C'est l'un des rares sujets de divergence entre l'Élysée et Matignon. Le « cas » Amélie Oudéa-Castéra, ministre des Sports et des Jeux olympiques sous le gouvernement Borne, qui a vu son portefeuille considérablement élargi à la faveur du dernier remaniement puisqu'elle a aussi hérité du ministère de l'Éducation nationale. Une super-ministre, cinquième dans l'ordre protocolaire gouvernemental, qui n'en finit pas d'enchaîner les fautes de carre. Dès sa toute première prise de parole, elle a remis en question l'école publique et ses « paquets d'heures non remplacées », pour tenter de justifier l'inscription de ses trois enfants dans le très sélectif établissement privé Stanislas à Paris. Des débuts impardonnables pour les syndicats de l'Éducation nationale. L'ampleur de la grève du monde de l'éducation jeudi dernier a sonné comme une première alerte. Un enseignant sur cinq s'est mobilisé contre la politique scolaire de l'exécutif, une nouvelle grève est prévue mardi.
« Attal est furieux »
Dernier rebondissement en date, la démission de Christophe Kerrero, recteur de l'Académie de Paris, désavoué par la ministre, qui a décidé d'un moratoire sur une partie de sa réforme des classes prépas de la capitale destinée à introduire davantage de mixité sociale. Une décision annoncée devant le Conseil supérieur de l'éducation sans que le recteur en ait été prévenu. « Trois ministres en moins de trois ans, des ordres et des contre-ordres ont fini par l'exaspérer, observe un proche du recteur. D'autant que son projet avait été approuvé par Pap Ndiaye, puis confirmé par Gabriel Attal. » Pour mémoire, la dernière fois qu'un recteur a ainsi claqué la porte, c'était sous Gilles de Robien. Il s'agissait de Nicole Belloubet, rectrice de Toulouse. Elle avait ensuite entamé une carrière politique, jusqu'à devenir ministre de la Justice sous Emmanuel Macron.
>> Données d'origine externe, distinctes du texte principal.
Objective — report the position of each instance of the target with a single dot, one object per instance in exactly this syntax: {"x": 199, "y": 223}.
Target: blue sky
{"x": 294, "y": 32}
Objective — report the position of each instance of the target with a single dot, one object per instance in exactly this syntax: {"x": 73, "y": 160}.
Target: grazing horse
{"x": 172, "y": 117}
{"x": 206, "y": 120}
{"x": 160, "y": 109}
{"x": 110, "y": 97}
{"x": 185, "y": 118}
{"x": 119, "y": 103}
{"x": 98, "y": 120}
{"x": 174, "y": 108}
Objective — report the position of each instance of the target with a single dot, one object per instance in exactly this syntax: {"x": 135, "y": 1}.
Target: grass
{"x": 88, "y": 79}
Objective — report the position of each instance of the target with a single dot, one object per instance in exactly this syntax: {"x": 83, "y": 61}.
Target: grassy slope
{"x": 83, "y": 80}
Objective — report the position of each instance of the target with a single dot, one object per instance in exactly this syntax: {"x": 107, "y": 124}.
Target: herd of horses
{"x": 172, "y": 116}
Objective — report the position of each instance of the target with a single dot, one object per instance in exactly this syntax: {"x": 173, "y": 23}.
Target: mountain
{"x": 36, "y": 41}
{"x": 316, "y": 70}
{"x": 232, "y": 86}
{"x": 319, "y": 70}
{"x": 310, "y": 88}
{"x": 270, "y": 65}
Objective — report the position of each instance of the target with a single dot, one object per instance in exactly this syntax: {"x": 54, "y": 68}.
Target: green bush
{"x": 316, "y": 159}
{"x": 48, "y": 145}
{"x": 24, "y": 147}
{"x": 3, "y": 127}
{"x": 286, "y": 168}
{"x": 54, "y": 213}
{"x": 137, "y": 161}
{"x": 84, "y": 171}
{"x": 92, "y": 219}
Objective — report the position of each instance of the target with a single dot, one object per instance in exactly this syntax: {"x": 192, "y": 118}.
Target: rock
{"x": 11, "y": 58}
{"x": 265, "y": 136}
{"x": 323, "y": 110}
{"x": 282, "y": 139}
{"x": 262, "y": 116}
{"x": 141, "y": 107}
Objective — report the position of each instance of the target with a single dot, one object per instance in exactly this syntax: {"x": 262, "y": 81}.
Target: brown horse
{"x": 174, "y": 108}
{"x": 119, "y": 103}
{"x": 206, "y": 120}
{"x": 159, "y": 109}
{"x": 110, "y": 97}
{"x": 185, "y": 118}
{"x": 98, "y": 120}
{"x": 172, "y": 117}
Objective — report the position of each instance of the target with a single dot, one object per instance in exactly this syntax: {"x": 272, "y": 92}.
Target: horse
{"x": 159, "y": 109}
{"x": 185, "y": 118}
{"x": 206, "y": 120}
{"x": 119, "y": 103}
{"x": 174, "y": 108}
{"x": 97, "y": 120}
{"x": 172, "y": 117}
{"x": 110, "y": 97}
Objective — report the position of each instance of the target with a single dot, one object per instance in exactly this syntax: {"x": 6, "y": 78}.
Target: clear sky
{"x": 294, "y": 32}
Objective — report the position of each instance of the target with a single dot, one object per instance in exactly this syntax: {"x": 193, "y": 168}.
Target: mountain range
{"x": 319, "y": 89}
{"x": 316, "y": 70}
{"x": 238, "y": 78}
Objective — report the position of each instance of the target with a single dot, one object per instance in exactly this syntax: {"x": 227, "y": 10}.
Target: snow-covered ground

La démission de Christophe Kerrero a achevé d'agacer très fortement celui qui a voulu emmener avec lui la « cause de l'école » à Matignon, l'actuel Premier ministre, éphémère mais très apprécié ministre de l'Éducation nationale. « Attal est furieux contre Oudéa, autant que les profs contre elle et lui. L'institution est cul par-dessus tête. Les syndicats de gauche sont d'accord avec le recteur de Paris et pourtant ils étaient opposés à son projet. Tout part de travers », soupire un macroniste bien informé. « Gabriel veut faire partir Oudéa-Castéra de l'Éducation nationale », résume un intime du locataire de Matignon.
Macron ne veut rien lâcher
Emmanuel Macron et Gabriel Attal se sont vus vendredi après-midi pour évoquer la fournée de ministres délégués et de secrétaires d'État qui devrait compléter la liste gouvernementale en début de semaine prochaine.
Et pour le moment, pas question pour Emmanuel Macron de lâcher son ancienne condisciple de l'ENA. « Pour lui, faire partir Oudéa, ce serait se désavouer lui-même », observe un autre macroniste. Un conseiller de l'exécutif pense même que son périmètre entier sera sauvegardé : « Elle conservera aussi les Sports et il n'y aura pas non plus de secrétaire d'État aux Jeux olympiques. »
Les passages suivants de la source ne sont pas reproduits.